What remains of a once fine (and big) record collection sits upstairs, and even in its current emaciated state will leave dents in the floor when I remove it. Vinyl is heavy.
I’d like to be done with all those albums but have been thwarted through the years by various challenges, inertia being number one. Also, Daughter Dearest Emily has always voiced a desire to inherit the entire million-record mess, although that voice has been reduced to a whisper as she’s gotten older.
Hopes of owning her own copy of “I Ain’t a-Marchin’ Anymore” by Phil Ochs eventually dimmed, along with dreams to some day have the biggest collection of Cabbage Patch Dolls in the world.
Another big reason I’ve held on to my dusty album collection can be explained in two words:
The logic is clear, the calculations simple, the conclusions obvious. A Mickey Mantle baseball card that sold for a penny in 1952 was worth $75,000 by the 1980s. To me that meant, ex-post ipso facto and ergo, that Bob Dylan’s Blonde on Blonde ($3.99 in ‘65) would be worth as much as a Cadillac convertible by the 1990s. An early Elvis Presley record? More than your portfolio.

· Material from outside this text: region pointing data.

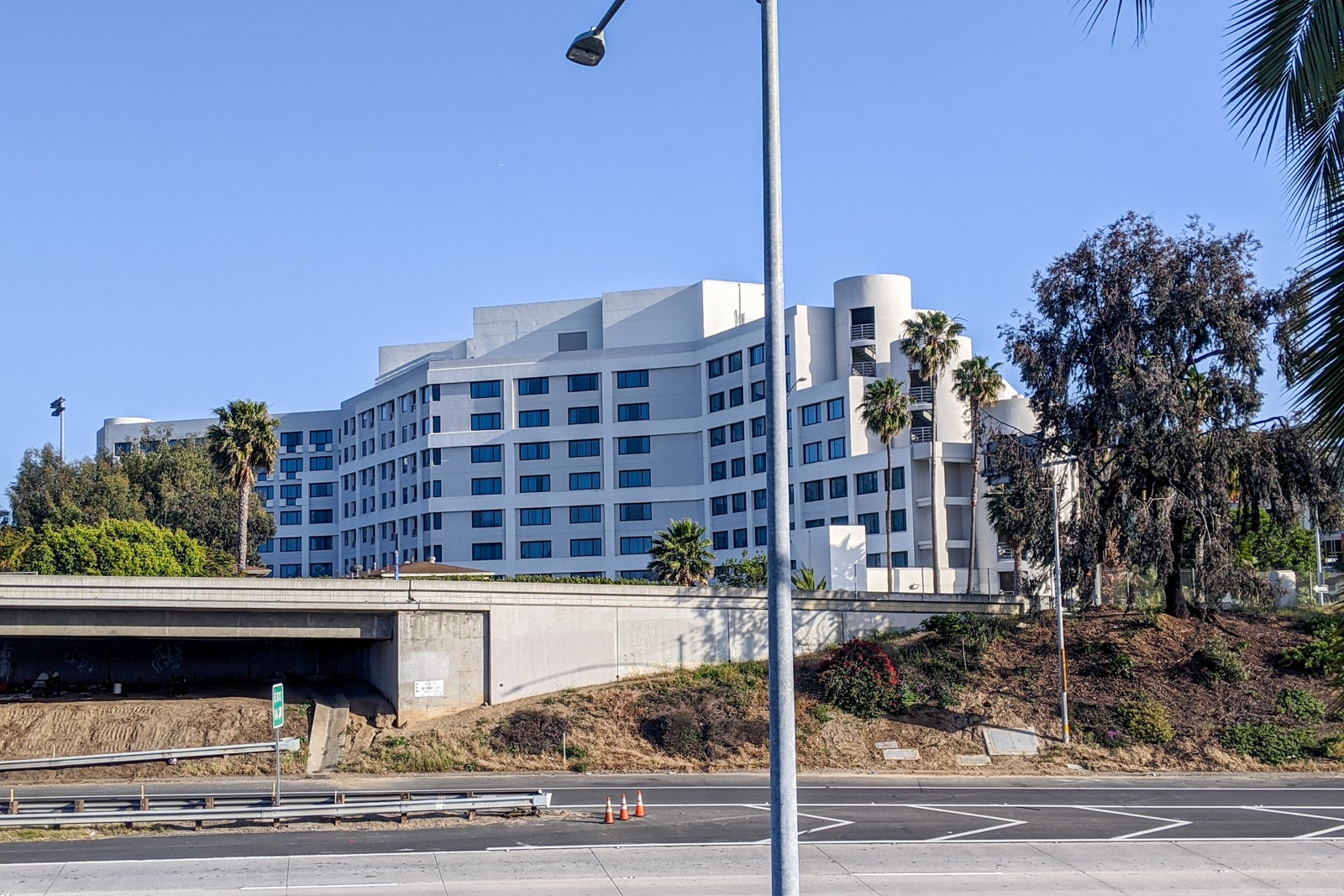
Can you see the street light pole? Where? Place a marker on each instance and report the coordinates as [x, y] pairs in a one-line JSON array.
[[588, 50]]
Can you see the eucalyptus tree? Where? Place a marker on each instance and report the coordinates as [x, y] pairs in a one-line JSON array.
[[885, 412], [978, 383], [932, 343], [242, 443]]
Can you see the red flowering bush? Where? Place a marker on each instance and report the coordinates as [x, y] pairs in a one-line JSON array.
[[859, 679]]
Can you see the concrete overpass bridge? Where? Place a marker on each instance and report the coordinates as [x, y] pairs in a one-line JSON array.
[[430, 647]]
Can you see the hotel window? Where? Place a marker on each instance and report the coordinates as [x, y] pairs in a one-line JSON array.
[[585, 547], [636, 512], [585, 448], [487, 453], [585, 382], [534, 385], [488, 551], [534, 450], [591, 414], [488, 485], [534, 550], [627, 412], [586, 513], [530, 419], [528, 484], [585, 481], [636, 544], [632, 445], [633, 479]]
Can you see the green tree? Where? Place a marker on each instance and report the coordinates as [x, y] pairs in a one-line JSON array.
[[682, 553], [978, 383], [181, 488], [53, 492], [1142, 359], [806, 579], [885, 411], [242, 443], [932, 343], [745, 573], [1285, 85], [114, 547]]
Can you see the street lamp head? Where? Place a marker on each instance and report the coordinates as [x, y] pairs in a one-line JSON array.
[[588, 49]]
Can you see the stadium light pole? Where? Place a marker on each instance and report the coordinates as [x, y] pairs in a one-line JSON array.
[[588, 50]]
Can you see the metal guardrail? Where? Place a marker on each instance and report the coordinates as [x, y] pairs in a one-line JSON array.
[[286, 745], [260, 808]]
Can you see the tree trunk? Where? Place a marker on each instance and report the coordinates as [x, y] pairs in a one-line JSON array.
[[933, 484], [974, 490], [244, 495], [887, 527], [1171, 586]]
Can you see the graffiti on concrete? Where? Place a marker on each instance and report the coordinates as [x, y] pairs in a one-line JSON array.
[[167, 658]]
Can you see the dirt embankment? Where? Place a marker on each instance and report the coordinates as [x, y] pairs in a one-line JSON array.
[[1147, 692]]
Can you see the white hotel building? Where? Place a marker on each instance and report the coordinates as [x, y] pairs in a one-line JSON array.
[[562, 436]]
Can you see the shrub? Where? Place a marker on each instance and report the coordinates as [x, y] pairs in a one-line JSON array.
[[1301, 705], [1147, 720], [859, 679], [533, 731], [1221, 663], [1273, 745]]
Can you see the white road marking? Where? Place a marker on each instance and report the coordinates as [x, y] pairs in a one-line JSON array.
[[1173, 822], [1008, 822]]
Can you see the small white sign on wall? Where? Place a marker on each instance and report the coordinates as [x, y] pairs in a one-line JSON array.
[[429, 688]]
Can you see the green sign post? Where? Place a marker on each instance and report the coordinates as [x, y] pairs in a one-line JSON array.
[[277, 721]]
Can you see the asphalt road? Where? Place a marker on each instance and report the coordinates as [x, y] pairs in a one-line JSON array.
[[734, 810]]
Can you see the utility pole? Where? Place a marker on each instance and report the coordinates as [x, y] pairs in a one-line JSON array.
[[58, 410]]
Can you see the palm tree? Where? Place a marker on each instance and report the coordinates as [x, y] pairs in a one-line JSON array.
[[978, 383], [885, 411], [242, 443], [682, 553], [1284, 83], [806, 579], [932, 343]]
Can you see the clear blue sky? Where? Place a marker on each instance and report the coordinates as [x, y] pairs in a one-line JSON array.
[[203, 202]]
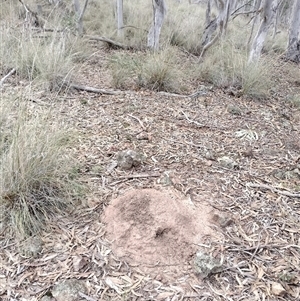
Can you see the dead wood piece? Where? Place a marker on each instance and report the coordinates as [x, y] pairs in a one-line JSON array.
[[93, 90], [11, 72], [109, 42], [264, 186], [143, 175]]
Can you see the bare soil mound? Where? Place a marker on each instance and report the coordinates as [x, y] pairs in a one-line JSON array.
[[157, 230]]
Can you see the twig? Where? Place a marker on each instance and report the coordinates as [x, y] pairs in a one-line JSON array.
[[93, 90], [142, 175], [109, 41], [140, 122], [86, 296], [11, 72], [192, 121], [286, 193]]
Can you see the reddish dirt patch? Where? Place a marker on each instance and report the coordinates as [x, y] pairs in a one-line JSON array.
[[159, 231]]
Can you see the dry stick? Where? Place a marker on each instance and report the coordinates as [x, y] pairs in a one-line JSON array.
[[140, 122], [264, 246], [11, 72], [286, 193], [93, 90], [192, 121], [140, 176], [109, 41], [86, 297]]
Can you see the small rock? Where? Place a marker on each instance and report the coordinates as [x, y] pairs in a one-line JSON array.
[[68, 290], [128, 158], [277, 289], [222, 220], [234, 110], [228, 163], [207, 265], [31, 247]]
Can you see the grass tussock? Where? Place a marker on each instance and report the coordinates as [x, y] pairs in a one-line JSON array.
[[159, 71], [36, 59], [34, 169], [226, 66]]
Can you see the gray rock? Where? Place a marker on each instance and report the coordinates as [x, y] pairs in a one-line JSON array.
[[128, 158], [68, 290]]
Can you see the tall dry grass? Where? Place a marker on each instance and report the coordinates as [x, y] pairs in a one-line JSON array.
[[35, 168]]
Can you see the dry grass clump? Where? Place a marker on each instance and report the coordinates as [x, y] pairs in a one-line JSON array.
[[226, 66], [37, 59], [34, 169], [184, 25], [160, 71]]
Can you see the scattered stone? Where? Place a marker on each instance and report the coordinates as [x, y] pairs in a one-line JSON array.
[[222, 220], [234, 110], [288, 277], [228, 163], [68, 290], [128, 158], [210, 155], [277, 289], [32, 247], [207, 265]]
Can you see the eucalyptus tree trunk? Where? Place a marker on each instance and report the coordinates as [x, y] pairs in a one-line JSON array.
[[79, 15], [268, 14], [221, 21], [293, 49], [120, 20], [159, 11]]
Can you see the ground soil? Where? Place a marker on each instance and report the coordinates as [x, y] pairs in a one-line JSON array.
[[158, 230], [238, 156]]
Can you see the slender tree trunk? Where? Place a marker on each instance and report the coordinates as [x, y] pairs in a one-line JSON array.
[[159, 11], [79, 15], [293, 49], [120, 20], [268, 12], [221, 22]]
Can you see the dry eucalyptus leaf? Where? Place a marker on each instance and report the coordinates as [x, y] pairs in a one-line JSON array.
[[277, 289]]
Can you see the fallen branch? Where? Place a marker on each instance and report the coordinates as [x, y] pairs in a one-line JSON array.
[[11, 72], [142, 175], [93, 90], [192, 121], [264, 186], [109, 42]]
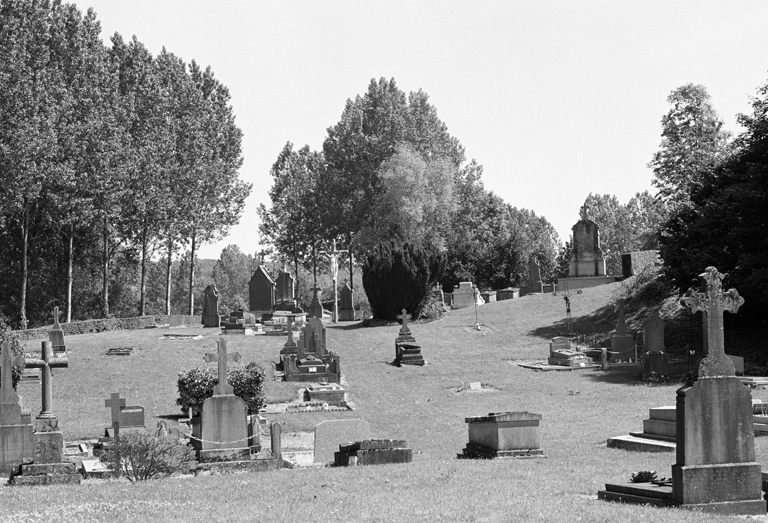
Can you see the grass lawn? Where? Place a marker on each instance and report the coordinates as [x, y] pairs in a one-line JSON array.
[[425, 406]]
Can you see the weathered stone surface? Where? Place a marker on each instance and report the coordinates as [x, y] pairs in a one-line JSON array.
[[329, 434]]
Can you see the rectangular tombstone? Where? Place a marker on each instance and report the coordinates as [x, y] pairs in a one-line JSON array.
[[503, 434], [329, 434]]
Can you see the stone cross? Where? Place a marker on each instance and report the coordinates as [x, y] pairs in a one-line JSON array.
[[222, 387], [115, 402], [713, 302], [405, 317], [7, 394], [46, 363]]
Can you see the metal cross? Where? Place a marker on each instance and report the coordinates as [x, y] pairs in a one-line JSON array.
[[222, 387], [712, 302]]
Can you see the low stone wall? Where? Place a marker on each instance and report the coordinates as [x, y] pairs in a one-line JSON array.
[[634, 262], [111, 324]]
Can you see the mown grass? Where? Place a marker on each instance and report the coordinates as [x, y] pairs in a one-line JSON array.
[[423, 405]]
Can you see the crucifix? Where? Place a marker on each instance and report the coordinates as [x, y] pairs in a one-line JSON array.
[[7, 361], [333, 255], [114, 403], [713, 302], [46, 421], [222, 387], [404, 330]]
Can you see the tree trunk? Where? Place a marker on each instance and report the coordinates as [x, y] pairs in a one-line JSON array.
[[192, 277], [70, 263], [168, 276], [105, 272], [24, 255], [143, 297]]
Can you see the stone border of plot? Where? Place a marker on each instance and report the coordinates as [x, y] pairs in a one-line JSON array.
[[111, 324]]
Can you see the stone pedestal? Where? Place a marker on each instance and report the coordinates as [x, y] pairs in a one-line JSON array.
[[224, 429], [503, 434]]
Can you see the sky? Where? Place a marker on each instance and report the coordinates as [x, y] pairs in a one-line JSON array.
[[556, 99]]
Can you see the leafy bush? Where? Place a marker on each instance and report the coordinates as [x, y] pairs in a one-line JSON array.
[[7, 336], [400, 277], [196, 385], [141, 456]]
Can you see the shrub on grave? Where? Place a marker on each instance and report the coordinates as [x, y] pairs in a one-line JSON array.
[[6, 335], [196, 385], [141, 456], [397, 277]]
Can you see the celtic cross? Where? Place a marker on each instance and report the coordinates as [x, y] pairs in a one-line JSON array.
[[712, 302]]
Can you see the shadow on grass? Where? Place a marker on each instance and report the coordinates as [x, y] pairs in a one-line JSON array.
[[601, 321]]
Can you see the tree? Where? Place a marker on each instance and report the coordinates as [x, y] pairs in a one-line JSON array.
[[416, 201], [293, 223], [726, 224], [397, 277], [28, 106], [231, 275], [693, 140]]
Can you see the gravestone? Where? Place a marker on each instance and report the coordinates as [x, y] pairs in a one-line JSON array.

By the 1970s baseball cards had gone the way of the Dodo and Disco, but once most cards vanished their value increased. Diminished supply was coupled with increased demand from Boomers, whose mothers had thrown out their card collections a long time ago.
Twenty years later the savvy among us were clinging to our Amboy Dukes records the way we wished we’d clung to our Willie Mays cards. We had history on our side and anyone who didn’t learn from history when it came to a 1957 Ted Williams card was doomed to repeat it by throwing out an Iron Butterfly album.
A vintage Honus Wagner baseball card sold for more than $3 million in the 1980s, and I harbored private dreams that a copy of the Rolling Stones’ “Her Majesty’s Satanic Request” with its refracting, shifting cover image was my ticket to a first class retirement. (You, of course, left that album and a hundred more behind when you moved out of your Ohio apartment in 1973.)
Top end cards of the best players were worth the most but even at the bottom there was a lot of value. Cards featuring Elmer Valo, Gus Zernial, Earl Battey and George Strickland were displayed under glass counters in sports card shops, a la Tiffany jewelry. Marginal players carried price tags of 50 cents or a dollar apiece. Up the ladder a rung or three were Al Kaline and Eddie Mathews cards, $25 each. Who would say a Sex Pistols record might not fetch $250 some day soon?
(NOTE: Those who collected neither baseball cards nor record albums are free to abandon the remaining paragraphs and head straight for the crosswords and horoscopes; we’ll be with you in a moment.)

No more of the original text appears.